What we’re reading (11/28)

  • “Wall St Falls As U.S. Crude Oil Shakes Off Losses” (Reuters). “Wall Street equities deepened losses on Monday while U.S. oil futures reversed course to settle higher on production rumors after starting the day mired in worries that China's strict COVID-19 restrictions would stunt global economic growth.

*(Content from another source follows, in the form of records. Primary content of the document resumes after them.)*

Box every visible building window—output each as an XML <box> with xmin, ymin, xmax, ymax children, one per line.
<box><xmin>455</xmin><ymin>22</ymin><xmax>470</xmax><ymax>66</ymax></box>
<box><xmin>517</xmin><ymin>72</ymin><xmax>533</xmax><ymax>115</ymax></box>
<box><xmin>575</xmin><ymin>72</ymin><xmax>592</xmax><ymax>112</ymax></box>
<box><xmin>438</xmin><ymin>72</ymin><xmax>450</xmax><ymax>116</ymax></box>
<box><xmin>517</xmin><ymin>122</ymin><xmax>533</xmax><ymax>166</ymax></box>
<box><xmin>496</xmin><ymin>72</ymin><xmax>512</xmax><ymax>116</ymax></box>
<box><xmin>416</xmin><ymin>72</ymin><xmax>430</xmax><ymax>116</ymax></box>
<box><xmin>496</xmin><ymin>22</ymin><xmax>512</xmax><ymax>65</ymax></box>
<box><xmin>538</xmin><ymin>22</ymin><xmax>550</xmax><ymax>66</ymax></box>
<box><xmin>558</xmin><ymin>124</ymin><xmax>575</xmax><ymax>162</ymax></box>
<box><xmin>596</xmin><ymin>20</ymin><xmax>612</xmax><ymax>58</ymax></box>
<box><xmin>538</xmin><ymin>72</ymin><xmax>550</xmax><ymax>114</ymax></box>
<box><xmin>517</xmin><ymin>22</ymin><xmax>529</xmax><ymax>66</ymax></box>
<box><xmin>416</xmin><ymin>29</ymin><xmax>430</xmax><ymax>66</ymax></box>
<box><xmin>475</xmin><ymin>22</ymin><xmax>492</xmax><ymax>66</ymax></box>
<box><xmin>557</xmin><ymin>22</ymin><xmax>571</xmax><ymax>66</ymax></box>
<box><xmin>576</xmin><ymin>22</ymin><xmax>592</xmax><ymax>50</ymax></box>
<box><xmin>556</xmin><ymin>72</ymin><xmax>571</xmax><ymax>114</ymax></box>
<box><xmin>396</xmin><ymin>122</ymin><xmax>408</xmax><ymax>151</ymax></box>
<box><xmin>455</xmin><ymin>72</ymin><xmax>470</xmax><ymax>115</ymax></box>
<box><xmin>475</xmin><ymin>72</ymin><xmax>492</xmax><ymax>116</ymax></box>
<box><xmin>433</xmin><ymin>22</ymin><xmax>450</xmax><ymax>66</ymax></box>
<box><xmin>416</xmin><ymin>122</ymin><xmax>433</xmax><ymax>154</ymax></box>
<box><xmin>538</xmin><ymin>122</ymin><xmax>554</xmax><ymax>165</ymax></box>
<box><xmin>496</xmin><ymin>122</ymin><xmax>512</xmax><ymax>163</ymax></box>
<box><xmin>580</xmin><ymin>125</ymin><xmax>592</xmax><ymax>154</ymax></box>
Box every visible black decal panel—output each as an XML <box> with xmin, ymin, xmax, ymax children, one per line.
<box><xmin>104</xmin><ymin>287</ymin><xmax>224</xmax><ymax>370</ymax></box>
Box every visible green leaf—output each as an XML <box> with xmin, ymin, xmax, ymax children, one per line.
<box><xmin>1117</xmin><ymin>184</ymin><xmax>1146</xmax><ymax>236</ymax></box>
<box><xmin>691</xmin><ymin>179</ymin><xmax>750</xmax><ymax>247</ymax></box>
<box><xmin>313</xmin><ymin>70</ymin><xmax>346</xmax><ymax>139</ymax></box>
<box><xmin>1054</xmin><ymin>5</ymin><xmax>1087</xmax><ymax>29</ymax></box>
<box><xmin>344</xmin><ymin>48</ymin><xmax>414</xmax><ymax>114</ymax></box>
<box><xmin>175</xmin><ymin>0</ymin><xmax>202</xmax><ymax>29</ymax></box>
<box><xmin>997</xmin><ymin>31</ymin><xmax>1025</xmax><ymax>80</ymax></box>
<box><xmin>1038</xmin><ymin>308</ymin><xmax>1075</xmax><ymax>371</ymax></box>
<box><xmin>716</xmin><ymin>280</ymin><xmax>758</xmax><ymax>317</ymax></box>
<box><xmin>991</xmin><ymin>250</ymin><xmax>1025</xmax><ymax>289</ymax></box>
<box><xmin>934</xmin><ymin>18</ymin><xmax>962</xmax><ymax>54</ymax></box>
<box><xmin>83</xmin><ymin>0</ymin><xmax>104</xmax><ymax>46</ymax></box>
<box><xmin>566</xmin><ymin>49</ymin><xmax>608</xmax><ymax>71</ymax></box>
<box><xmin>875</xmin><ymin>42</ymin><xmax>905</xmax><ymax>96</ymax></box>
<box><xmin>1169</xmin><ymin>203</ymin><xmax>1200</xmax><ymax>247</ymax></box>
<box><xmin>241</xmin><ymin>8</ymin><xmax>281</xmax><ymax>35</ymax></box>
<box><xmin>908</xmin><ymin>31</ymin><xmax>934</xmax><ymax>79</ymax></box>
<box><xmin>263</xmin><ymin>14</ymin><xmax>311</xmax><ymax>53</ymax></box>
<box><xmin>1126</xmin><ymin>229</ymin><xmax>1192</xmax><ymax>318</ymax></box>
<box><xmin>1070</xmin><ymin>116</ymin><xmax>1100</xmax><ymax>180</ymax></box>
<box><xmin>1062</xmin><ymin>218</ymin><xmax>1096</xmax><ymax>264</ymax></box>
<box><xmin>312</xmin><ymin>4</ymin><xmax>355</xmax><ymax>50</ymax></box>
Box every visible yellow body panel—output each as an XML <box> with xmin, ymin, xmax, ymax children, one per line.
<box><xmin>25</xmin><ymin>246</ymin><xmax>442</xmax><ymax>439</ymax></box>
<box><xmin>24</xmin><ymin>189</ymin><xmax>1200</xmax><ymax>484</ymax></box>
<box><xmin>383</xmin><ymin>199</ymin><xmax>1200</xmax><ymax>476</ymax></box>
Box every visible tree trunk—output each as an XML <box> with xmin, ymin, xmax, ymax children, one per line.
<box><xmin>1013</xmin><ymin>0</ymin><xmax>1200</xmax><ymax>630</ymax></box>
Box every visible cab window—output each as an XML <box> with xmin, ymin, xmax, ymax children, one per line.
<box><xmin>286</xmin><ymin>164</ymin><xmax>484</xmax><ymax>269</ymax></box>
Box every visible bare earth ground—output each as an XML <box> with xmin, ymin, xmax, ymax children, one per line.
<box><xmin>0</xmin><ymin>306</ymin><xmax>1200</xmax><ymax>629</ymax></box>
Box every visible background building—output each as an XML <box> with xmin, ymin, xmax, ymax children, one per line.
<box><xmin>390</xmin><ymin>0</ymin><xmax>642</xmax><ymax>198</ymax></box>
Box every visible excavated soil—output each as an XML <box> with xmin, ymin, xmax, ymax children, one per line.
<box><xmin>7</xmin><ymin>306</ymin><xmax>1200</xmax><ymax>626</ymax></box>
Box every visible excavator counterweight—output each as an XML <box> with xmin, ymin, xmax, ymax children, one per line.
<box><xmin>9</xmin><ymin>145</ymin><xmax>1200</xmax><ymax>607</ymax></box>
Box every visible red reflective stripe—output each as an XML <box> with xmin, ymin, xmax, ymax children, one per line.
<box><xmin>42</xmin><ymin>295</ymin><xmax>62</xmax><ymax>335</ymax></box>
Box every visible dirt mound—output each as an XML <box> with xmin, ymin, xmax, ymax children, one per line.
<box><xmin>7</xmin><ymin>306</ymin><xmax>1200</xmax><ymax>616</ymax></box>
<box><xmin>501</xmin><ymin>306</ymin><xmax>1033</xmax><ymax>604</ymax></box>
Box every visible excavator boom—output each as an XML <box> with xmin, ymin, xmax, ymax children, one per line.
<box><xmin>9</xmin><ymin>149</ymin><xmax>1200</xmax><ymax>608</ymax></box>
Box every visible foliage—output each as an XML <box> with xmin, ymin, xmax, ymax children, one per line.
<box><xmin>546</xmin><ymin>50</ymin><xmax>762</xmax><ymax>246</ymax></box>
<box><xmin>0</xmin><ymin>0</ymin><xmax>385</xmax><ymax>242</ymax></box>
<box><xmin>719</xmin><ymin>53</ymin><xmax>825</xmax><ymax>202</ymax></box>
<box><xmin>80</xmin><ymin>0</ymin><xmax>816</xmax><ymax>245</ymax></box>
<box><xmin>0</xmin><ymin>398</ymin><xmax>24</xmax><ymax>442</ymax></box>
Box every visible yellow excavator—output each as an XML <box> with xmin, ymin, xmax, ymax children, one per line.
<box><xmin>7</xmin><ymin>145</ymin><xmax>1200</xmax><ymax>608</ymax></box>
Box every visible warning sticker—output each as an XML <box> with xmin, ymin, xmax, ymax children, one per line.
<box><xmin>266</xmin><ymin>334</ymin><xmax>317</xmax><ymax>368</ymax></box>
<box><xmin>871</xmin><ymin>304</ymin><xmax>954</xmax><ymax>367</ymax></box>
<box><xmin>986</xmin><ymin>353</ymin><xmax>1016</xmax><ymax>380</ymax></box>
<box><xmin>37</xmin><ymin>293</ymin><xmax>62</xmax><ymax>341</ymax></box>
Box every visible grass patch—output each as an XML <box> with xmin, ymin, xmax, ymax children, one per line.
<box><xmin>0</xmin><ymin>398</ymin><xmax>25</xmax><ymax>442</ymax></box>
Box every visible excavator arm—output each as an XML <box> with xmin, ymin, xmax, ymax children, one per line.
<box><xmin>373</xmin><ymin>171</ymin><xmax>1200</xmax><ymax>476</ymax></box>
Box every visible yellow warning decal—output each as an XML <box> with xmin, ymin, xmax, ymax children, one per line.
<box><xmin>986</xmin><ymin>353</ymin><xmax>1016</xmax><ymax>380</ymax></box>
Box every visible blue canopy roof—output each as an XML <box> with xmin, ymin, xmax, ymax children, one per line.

While a surge in COVID cases and clashes between police and protesters across several major Chinese cities over the weekend helped push U.S. Treasury yields lower, that move had also reversed course in afternoon trading.”

  • “China’s Covid Contagion” (DealBook). “Protests across China over the country’s strict zero-Covid policies shook up global markets over worries that the authorities will take longer to reopen the world’s second-largest economy. The visuals were jarring: Thousands took to the streets over the weekend in the biggest challenge to the authority of the Chinese Communist Party in years.”

  • “Crypto Lender BlockFi Follows FTX Into Bankruptcy” (Wall Street Journal). “Cryptocurrency lender BlockFi Inc. filed for chapter 11 on Monday, following FTX into bankruptcy and spotlighting the contagion effects that the failure of the crypto exchange has unleashed. BlockFi blamed its chapter 11 filing on the downturn in cryptocurrency prices this summer and this month’s failure of FTX, a big exchange with ties throughout the largely unregulated industry. FTX’s affiliated trading firm, Alameda Research, defaulted on $680 million owed to BlockFi earlier this month, the firm disclosed in court papers.”

  • “A Man Won The Legal Right To Not Be ‘Fun’ At Work After Refusing To Embrace ‘Excessive Alcoholism’ And ‘Promiscuity’” (Insider). “A French court has ruled that companies can't fire their workers for failing to be sufficiently ‘fun.’ The ruling comes after a man, referred to as Mr T, was fired from the Paris consultancy firm Cubik Partners in 2015 for refusing to participate in after-work drinks and team-building activities.”

  • “Have The Anticapitalists Reached Harvard Business School?” (New York Times). “[T]oday’s business school students are also learning about corporate social obligations and how to rethink capitalism, a curriculum shift at elite institutions that reflects a change in corporate culture as a whole. Political leaders on the left and right are calling for business leaders to reconsider their societal responsibilities. On the left, they argue that business needs to play some role in confronting daunting global threats — a warming planet, fragile democracy. On the right, they chastise executives for distracting from profits by talking politics.”